Quick Change (Eduardo Roy, Jr., 2013)
Eduardo Roy, Jr.'s Quick Change is all about facades. It obsessively dissects the culture of transsexual women, their infatuation with youth and beauty. Seemingly aimless in its meanderings in between the redundant struggles of its fading protagonist, the film attempts to sensitively shed light on the ills of a specific repressed subculture, those that have been masked excessively with thick make-up and fake collagen.
Roy's challenge is obviously enormous. He has chosen to tackle subjects that have often been marginalized or exoticized. Roy attempts to dodge the traps, freeing himself from focusing on the usual themes of discrimination which gives him the opportunity to observe his subjects' conflicts in identity, how they struggle in between being male and female, being religious and morally compromised.
Although Roy would sometimes indulges in the humor that has been stereotyped as part and parcel of what makes transsexuals so irresistible to Philippine popular media, he would nevertheless depict them not as oppressed individuals, but as individuals who have found a certain niche that they have become comfortable to live in. Roy mostly succeeds in his endeavors, betrayed only by the need to frame his grand intentions within a narrative that only attempts a certain degree of subtlety to its obvious didactics.
Roy missteps when, midway, he shifts his focus from his transsexual muses to the actual crime of conducting clandestine cosmetic operations. Quick Change deflates into something quasi-noir, propelled mostly by Roy's compelling depictions of the horrors of makeshift cosmetic surgery than by its advocacy or its narrative force. Thankfully, the film is consistently visually fascinating, with Roy and cinematographer Dan Villegas creating morbid and ominous images out of the plain and banal.

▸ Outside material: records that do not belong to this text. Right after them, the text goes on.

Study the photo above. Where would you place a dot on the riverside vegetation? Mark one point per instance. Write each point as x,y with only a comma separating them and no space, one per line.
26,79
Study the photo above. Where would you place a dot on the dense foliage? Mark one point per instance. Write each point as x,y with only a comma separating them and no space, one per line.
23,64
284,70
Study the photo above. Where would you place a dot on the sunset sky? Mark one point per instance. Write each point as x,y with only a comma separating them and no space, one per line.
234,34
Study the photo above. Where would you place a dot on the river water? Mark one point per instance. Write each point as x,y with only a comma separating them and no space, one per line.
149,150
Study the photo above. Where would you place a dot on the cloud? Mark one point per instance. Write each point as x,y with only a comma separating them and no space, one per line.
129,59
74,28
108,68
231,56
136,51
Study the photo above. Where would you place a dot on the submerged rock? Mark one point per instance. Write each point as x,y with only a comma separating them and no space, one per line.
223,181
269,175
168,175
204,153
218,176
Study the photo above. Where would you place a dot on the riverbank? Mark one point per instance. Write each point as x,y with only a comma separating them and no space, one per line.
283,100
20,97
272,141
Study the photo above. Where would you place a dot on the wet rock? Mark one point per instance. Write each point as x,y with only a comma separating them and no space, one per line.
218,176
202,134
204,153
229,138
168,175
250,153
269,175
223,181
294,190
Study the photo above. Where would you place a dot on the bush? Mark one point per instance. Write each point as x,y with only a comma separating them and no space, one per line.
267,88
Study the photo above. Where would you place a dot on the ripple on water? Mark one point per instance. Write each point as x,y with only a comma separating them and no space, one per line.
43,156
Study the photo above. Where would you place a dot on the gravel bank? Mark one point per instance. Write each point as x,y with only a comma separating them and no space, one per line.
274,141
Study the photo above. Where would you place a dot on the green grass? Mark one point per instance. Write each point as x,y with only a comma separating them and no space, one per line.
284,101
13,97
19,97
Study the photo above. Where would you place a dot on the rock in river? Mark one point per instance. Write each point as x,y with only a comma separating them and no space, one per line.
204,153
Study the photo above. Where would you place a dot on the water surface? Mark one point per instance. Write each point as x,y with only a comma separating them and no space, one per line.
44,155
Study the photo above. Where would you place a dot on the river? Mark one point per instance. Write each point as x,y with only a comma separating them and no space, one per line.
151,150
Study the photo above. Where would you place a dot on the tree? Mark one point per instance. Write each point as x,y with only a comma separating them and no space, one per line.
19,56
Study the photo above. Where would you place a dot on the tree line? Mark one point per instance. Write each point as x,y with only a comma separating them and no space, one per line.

Much of the film's perceptive style is reminiscent of Bahay Bata (Baby Factory, 2011), Roy's impressive debut about several mothers overcoming the inhumanity of giving birth in a crowded government-run maternity hospital. As in Bahay Bata, Roy, for the most part, fashions himself as a passive observer of Dorina, following her as she flies from one cheap hotel room to another to conduct her dubious cosmetic operations. He then exposes Dorina's cornered morality, constantly being splintered by both an economic necessity and her community's insistence on being defined in terms of outward appearances more than anything else.
Avoiding labeling Dorina in terms of good or bad, black or white, Roy conceives a society for Dorina where morality has been rendered obsolete by its impracticality. After all, in a world where consumerism is god and those who are incapable of paying make do with what they have, morality can never pay for food or more prominent cheekbones.